It is difficult to obtain a certain diagnosis of dyslexia before a child begins school, but many dyslexic individuals have a history of difficulties that began well before kindergarten. Children who exhibit these symptoms have a higher risk of being diagnosed as dyslexic than other children. Some of these symptoms are:

  • Learns new words slowly
  • Has difficulty rhyming words, as in nursery rhymes
  • Late in establishing a dominant hand
Early elementary school-age children
  • Difficulty learning the alphabet
  • Difficulty with associating sounds with the letters that represent them (sound-symbol correspondence)
  • Difficulty identifying or generating rhyming words, or counting syllables in words (phonological awareness)
  • Difficulty segmenting words into individual sounds, or blending sounds to make words (phonemic awareness)
  • Difficulty with word retrieval or naming problems
  • Difficulty learning to decode words
  • Confusion with before/after, right/left, over/under, and so on
  • Difficulty distinguishing between similar sounds in words; mixing up sounds in multisyllable words (auditory discrimination) (for example, "aminal" for animal, "bisghetti" for spaghetti)
Older elementary school children
  • Slow or inaccurate reading
  • Very poor spelling
  • Difficulty associating individual words with their correct meanings
  • Difficulty with time keeping and concept of time
  • Difficulty with organization skills
  • Due to fear of speaking incorrectly, some children become withdrawn and shy or become bullies out of their inability to understand the social cues in their environment
  • Difficulty comprehending rapid instructions, following more than one command at a time or remembering the sequence of things
  • Reversals of letters (b for d) and a reversal of words (saw for was) are typical among children who have dyslexia. Reversals are also common for children age 6 and younger who don't have dyslexia. But with dyslexia, the reversals persist.
  • Children with dyslexia may fail to see (and occasionally to hear) similarities and differences in letters and words, may not recognize the spacing that organizes letters into separate words, and may be unable to sound out the pronunciation of an unfamiliar word.

Conditions that often co-occur with dyslexia

The following conditions often occur with dyslexia in the same individual. It is unclear whether these conditions share underlying neurological causes with dyslexia.[citation needed]

  • Dysgraphia is a disorder which expresses itself primarily during writing or typing, although in some cases it may also affect eye-hand coordination in such direction or sequence oriented processes as tying knots or carrying out a repetitive task. Dysgraphia is distinct from Dyspraxia in that the person may have the word to be written or the proper order of steps in mind clearly, but carries the sequence out in the wrong order.
  • Dyscalculia is a neurological condition characterized by a problem with learning fundamentals and one or more of the basic numerical skills. Often people with this condition can understand very complex mathematical concepts and principles but have difficulty processing formulas and even basic addition and subtraction.
  • Developmental dyspraxia is a neurological condition characterized by a marked difficulty in carrying out routine tasks involving balance, fine-motor control, kinesthetic coordination, difficulty in the use of speech sounds, problems with short term memory and organization are typical of dyspraxics.
  • Specific Language Impairment is a developmental language disorder that can affect both expressive and receptive language. SLI is defined as a "pure" language impairment, meaning that is not related to or caused by other developmental disorders, hearing loss or acquired brain injury. A study by the Universities of Maastricht and Utrecht examined speech perception and speech production in 3-year-old Dutch children at familial risk of developing dyslexia. Their performance in speech sound categorisation and their production of words was compared to that of age-matched children with specific language impairment (SLI) and typically developing controls.

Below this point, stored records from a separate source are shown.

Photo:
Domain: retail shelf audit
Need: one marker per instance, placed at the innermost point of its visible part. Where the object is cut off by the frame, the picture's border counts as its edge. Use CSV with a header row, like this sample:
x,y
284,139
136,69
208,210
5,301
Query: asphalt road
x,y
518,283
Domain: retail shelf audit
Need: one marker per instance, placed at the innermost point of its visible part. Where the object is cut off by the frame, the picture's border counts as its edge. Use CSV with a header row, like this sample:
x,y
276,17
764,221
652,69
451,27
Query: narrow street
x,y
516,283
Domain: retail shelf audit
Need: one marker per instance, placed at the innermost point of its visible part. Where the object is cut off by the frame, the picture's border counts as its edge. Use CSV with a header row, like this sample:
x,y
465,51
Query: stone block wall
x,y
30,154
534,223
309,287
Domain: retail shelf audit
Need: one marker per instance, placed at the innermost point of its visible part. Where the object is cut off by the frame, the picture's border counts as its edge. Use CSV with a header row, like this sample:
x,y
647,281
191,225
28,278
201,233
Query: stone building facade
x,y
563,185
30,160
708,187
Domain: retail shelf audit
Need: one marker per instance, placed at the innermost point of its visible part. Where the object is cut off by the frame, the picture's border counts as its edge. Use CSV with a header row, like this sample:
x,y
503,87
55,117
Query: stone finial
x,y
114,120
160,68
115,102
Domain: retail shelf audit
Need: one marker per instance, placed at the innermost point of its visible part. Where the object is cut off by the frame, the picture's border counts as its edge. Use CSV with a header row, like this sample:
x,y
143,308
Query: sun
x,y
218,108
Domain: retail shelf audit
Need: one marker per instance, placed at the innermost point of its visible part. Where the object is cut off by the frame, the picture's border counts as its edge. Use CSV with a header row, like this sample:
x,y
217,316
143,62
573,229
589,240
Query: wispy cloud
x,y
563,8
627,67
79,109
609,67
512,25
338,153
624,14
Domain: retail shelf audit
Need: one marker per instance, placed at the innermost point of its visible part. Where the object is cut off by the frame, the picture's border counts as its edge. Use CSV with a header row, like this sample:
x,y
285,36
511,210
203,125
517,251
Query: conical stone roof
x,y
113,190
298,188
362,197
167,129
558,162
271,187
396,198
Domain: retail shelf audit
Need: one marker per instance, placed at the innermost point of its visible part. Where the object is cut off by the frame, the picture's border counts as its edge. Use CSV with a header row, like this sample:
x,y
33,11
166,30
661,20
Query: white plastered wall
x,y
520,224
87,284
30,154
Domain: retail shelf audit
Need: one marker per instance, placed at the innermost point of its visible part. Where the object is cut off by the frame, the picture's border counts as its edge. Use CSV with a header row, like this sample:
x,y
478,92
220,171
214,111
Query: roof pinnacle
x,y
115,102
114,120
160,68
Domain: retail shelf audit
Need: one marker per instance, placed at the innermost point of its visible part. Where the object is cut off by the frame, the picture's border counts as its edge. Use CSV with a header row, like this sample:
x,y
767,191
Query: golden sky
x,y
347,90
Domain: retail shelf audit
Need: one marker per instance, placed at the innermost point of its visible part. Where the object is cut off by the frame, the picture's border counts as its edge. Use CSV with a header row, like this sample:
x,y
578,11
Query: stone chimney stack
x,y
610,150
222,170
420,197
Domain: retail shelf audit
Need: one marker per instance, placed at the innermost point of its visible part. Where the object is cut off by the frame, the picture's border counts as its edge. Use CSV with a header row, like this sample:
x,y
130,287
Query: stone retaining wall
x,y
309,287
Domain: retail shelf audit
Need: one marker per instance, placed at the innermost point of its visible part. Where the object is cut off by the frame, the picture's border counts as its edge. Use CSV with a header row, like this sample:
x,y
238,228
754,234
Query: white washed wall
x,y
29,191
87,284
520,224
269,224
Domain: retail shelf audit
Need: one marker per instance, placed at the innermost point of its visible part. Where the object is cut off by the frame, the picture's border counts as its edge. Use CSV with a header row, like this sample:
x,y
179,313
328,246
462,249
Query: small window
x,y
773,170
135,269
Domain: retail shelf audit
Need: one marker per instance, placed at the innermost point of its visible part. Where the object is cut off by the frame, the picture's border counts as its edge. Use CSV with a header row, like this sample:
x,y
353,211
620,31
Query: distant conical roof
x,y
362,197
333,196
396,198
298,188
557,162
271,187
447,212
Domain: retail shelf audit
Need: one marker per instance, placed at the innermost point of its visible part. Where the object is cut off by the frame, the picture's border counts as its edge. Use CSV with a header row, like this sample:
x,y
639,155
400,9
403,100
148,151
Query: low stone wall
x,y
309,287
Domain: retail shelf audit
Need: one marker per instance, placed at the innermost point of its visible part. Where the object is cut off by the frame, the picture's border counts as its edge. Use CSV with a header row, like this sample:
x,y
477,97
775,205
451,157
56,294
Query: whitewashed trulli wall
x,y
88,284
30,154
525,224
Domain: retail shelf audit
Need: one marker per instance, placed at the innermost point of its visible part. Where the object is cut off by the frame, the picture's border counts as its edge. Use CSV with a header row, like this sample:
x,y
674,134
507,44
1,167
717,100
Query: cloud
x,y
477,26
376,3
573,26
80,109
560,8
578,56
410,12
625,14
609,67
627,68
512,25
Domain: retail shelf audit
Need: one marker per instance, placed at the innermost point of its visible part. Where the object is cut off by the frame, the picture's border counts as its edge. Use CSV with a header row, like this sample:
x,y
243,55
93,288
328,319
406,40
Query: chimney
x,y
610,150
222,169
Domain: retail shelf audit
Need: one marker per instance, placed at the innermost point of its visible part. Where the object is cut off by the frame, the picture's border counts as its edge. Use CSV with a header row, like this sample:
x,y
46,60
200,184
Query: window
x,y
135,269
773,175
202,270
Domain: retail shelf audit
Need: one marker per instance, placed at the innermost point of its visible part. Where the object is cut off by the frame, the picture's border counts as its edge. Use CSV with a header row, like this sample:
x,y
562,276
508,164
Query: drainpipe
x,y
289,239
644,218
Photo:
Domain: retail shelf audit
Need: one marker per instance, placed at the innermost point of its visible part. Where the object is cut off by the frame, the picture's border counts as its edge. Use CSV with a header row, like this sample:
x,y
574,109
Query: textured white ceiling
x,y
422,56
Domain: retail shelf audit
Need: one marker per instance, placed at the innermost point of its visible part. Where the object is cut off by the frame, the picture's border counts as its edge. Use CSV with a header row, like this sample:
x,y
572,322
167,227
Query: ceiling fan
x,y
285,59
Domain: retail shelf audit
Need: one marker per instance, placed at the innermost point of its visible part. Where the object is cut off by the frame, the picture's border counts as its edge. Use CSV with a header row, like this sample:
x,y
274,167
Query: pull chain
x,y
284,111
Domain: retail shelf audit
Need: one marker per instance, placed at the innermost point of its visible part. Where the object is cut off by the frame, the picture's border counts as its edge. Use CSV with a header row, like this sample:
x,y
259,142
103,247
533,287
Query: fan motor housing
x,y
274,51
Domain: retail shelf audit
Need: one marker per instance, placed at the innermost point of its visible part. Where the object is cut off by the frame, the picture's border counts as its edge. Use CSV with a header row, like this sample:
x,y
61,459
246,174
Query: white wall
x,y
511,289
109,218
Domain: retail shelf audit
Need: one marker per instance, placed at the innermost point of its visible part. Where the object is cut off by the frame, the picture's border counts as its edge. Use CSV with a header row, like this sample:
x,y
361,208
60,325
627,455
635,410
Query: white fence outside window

The results of the at-risk and SLI-group were highly similar. Analysis of the individual data revealed that both groups contained subgroups with good and poorly performing children. Their impaired expressive phonology seemed to be related to a deficit in speech perception. The findings indicate that both dyslexia and SLI can be explained by a multi-risk model which includes cognitive processes as well as genetic factors.[16]
  • Cluttering is a speech fluency disorder involving both the rate and rhythm of speech, and resulting in impaired speech intelligibility. Speech is erratic and dysrhythmic, consisting of rapid and jerky spurts that usually involve faulty phrasing. The personality of the clutterer bears striking resemblance to the personalities of those with learning disabilities.[17]

Exacerbating conditions

Dyslexia is believed to be a neurological condition that influences the individual's ability to read and spell written language.[15]

The following conditions may be contributory or overlapping factors, similar to dyslexia as they can lead to difficulty reading:

Experience of speech acquisition delays, and speech and language problems can be due to problems processing and decoding auditory input prior to reproducing their own version of speech, and may be observed as stuttering, cluttering or hesitant speech.[27][28]

Dyslexia research

The majority of currently available dyslexia research relates to the alphabetic writing system, and especially languages of European origin. However more research is becoming available regarding dyslexia in speakers of Hebrew and Chinese.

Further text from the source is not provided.